We’re excited to reveal the details on our latest acquisition, a multifamily ground-up development project in Austin, Texas. In the 14-minute video at the bottom of this page, Co-Founder Dave Van Horn and Real Estate Portfolio Manager Chris Cordes share the story of the project, including its unique inclusion of affordable housing units and how that positively impacts both the community and our bottom line.
We’ve also included an interview with Chris Cordes that further discusses Chris’ role at PPR and the five things he most likes about the Austin project. Enjoy!
PPR has invested in the commercial real estate vertical for the past several years. In that relatively brief time, we’ve already evolved our approach to that sector in response to shifts in the overall economy and specifically with the interest rate environment as it impacts commercial lending.
With the recent closing on an affordable housing development project in Austin, Texas (as discussed in the video above), we realized it would be helpful to further explain what makes this deal so interesting in the current environment.
To that end, we recently sat down with Real Estate Portfolio Manager, Chris Cordes, and asked him to explain his role at the company and what he likes about the Austin project.
Interview with Chris Cordes
Chris, can you tell us a little bit about yourself? What’s your current role and background in the industry?
Sure, I’m the Real Estate Portfolio Manager at PPR, so my role is to manage the sponsorship screening and deal structuring for the company’s multifamily investment vertical. I also monitor the ongoing performance of the assets that we own.
[Note: see Chris’s most recent report on the Commercial Real Estate portfolio in quarterly update.]
Prior to PPR, I was a Senior Analyst with Philadelphia-based Korman Residential Properties, where I was responsible for financial modeling for acquisitions, as well as provided asset management support and led the due diligence process for both acquisitions and dispositions
Thanks, Chris. What sorts of commercial projects has the firm been involved with since launching this vertical?
Good question. Before I joined the team there was an initial R&D phase where we co-invested in a variety of small deals to get our feet wet. Then not long before I started about a year ago, we entered joint venture deals to acquire “value-add” Multifamily, Class B or C+ properties with opportunity for strategic capital improvements that are strategically located in markets that had key indicators for both growth and stability.
Thanks, Chris. As you mentioned in the video (below), the project in Austin has taken months longer to finalize than we expected, and we certainly had our share of challenges with it along the way. What is it about this deal that made you want to stick with it? In other words, what does PPR like about this deal?
Great question. I’d say that there are five unique benefits of this project that made it well worth the delay and extra work we had to put in to get it closed. Here they are:
- It’s tax advantageous. We receive a by-right 50% tax exemption by partnering with a local non-profit as long as the property maintains 50% affordable units within 60% AMI (adjusted median income).
- It addresses the local affordability demand. With rising housing costs, affordable living demands have exponentially increased in the Austin market. The affordable element at the property will appeal to a wide demographic and be essential during lease-up and speed up overall stabilization.

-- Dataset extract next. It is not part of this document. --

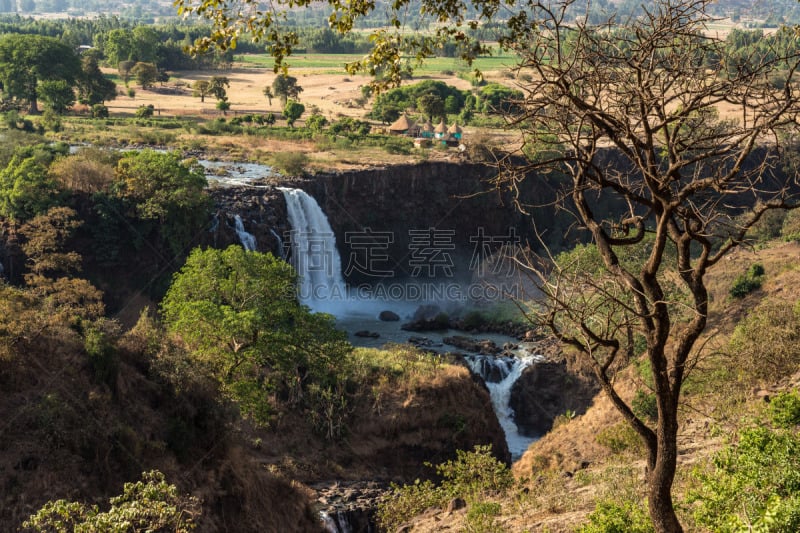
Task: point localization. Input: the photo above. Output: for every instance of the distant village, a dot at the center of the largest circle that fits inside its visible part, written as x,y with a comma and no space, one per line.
425,134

- We’re working with a proven project sponsor. The sponsor has experience, vision and fresh perspectives on the multifamily process. Furthermore, the sponsor is well connected in all project facets, including legal, lender, construction management and property management selection.

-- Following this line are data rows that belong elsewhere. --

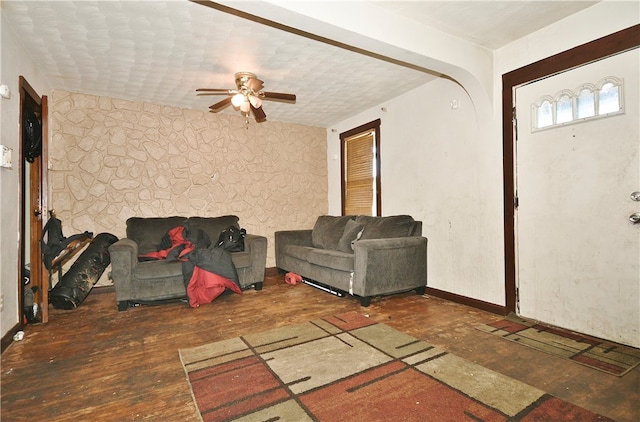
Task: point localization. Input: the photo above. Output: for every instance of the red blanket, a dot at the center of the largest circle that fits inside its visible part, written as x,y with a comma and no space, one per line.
205,286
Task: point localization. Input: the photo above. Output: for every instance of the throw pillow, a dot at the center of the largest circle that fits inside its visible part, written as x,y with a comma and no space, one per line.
328,230
386,227
352,232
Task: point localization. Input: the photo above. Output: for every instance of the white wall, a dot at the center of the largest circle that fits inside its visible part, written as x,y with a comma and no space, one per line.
444,166
436,168
15,62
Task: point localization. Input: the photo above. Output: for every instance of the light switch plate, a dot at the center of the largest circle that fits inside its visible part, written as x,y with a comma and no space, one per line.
5,161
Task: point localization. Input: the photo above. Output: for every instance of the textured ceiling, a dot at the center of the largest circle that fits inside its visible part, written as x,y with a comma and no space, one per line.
161,51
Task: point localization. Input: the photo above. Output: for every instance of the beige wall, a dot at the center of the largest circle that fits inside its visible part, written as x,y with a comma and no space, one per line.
113,159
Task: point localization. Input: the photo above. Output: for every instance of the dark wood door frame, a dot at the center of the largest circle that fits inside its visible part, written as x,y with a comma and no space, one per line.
35,190
615,43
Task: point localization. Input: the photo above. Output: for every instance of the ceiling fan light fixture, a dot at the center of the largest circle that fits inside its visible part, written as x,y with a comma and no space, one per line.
255,101
237,100
245,107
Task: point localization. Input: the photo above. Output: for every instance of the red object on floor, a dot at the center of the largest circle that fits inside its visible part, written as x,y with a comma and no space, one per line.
292,278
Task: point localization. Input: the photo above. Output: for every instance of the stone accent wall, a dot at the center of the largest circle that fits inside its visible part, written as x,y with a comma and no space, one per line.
112,159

- It’s a great location. The property accessibility to Downtown Austin and Austin-Bergstrom International Airport is second to none. Additionally, the property has great proximity to current (and future) employers, including Tesla, Apple, Amazon and Google.

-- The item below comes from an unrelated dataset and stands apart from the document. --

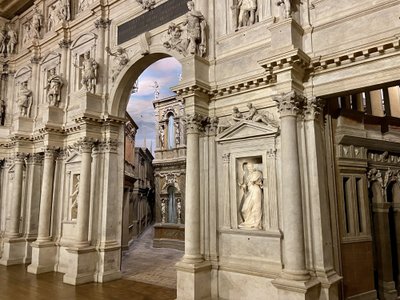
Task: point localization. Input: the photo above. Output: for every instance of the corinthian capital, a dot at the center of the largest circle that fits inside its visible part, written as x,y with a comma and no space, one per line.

- The shorter hold period reduces our risk. The expected sub-2-year duration of the hold period of the investment is strategic in that it allows a potential buyer to avoid any development risk and step into a stabilized asset with an established NOI, thus establishing a premium on sales price and maximizing return of equity.
Thanks, Chris. Being involved in a ground-up development like this that provides the social good of affordable housing while also being a sound investment is truly a win-win. Keep us posted on the construction progress in Austin and with future projects!